Palma di Mallorca, pop. 404,700

Bland tapas/pintxos bars and non-descript cervecerias are the order of the day in the centre of Palma, a place where you could easily spend an unenjoyably bland night out without doing your research. However, such places usually provoke a backlash and that comes in the form of the nascent beer movement in Spain, which in tandem with the alternative crown yields a clutch of more characterful, distinctive venues. In addition to this, there are some enjoyable historic bodegas to be found.

Santiago de Compostela, pop. 95,207

Literally a pilgrimage site; in the height of the ‘Camino’ season, thousands of outsiders arrive, having completed ‘The Way of St. James’, often staying in Santiago for one night only. Given this night is universally one of celebration, having made it the whole way (or cheated), many bars are needed to absorb and accommodate these daily spasms of revelry. Outside of the peak season, this dies down to the extent that locals rediscover and reclaim these venues. There is an enjoyably low-key atmosphere which provides space and ambience sometimes lacking later night in some permanently busy-busy Spanish cities. The bars themselves are a mixed bag, but several stand out, with varying themes and influences: Galician independence, courtyard/ruin pubs, antiques and haberdasheries, civic exhibitions and folk music. This adds up to a successful and intriguing combination. As with several other Spanish cities, don’t even bother visiting these venues until after 10pm, or even later in some cases.

Toledo, pop. 84,282

A tightly controlled conveyor belt of tourists arrive from Madrid by train, making their way up the hill to this extraordinarily beautiful hilltop town.

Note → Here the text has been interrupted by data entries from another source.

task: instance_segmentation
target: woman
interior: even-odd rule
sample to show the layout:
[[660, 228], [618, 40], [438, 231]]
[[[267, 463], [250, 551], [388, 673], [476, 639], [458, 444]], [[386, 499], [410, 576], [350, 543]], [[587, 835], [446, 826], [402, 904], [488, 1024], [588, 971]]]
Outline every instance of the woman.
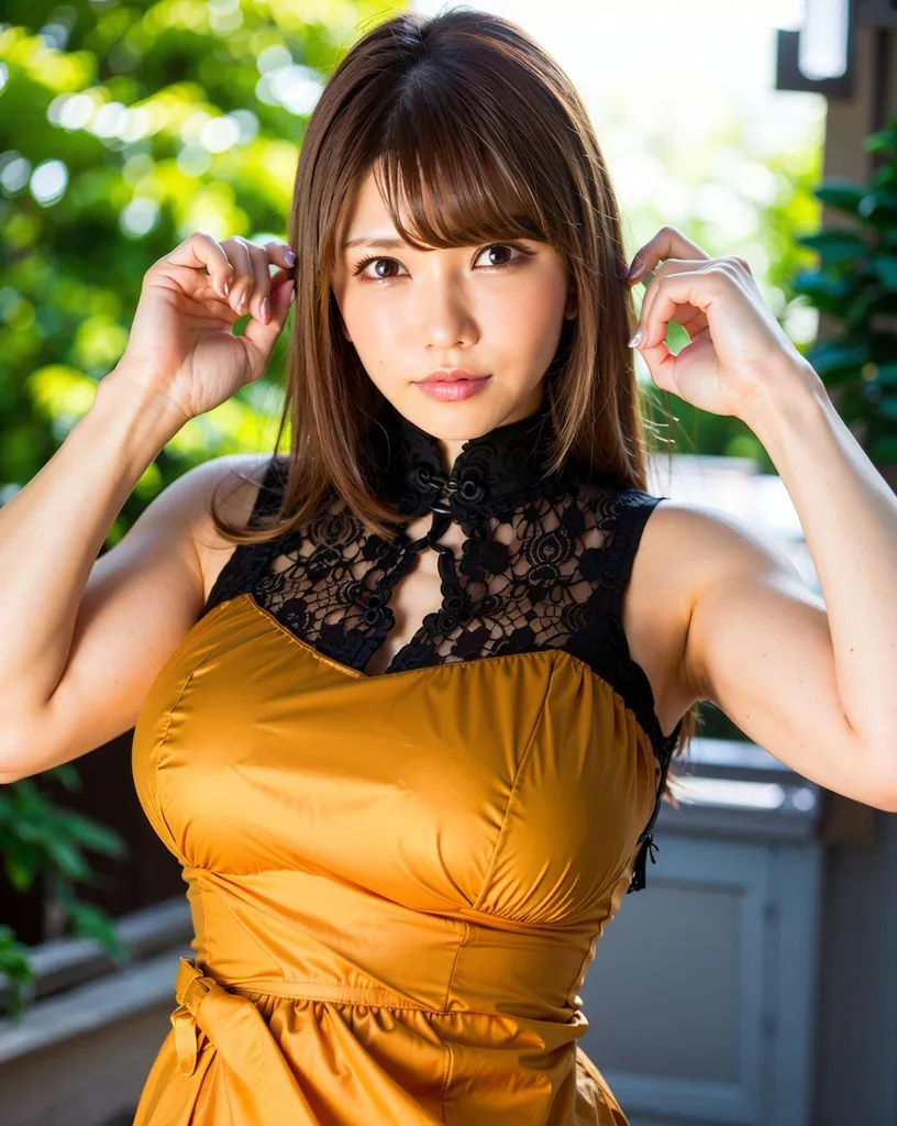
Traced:
[[[289, 243], [289, 454], [191, 471], [91, 568], [287, 318], [287, 248], [195, 234], [0, 513], [0, 765], [136, 724], [196, 924], [138, 1126], [620, 1126], [578, 991], [696, 701], [897, 808], [895, 498], [746, 263], [664, 227], [627, 274], [582, 102], [505, 20], [402, 15], [349, 52]], [[627, 343], [765, 444], [827, 615], [753, 533], [646, 491]]]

Currently Toledo is still raking in money from their association with Game of Thrones, but it has been a honeypot for tourists for a lot longer than that. This is not an extraordinary city for bars, however. While you will find some tolerable English/Irish style pubs, and an enjoyable brewery tap, the hordes of middle classes seeking cafes and restaurants and – one can assume – spiralling rental costs, suppress any chance this place may have of becoming a hotbed of nightlife.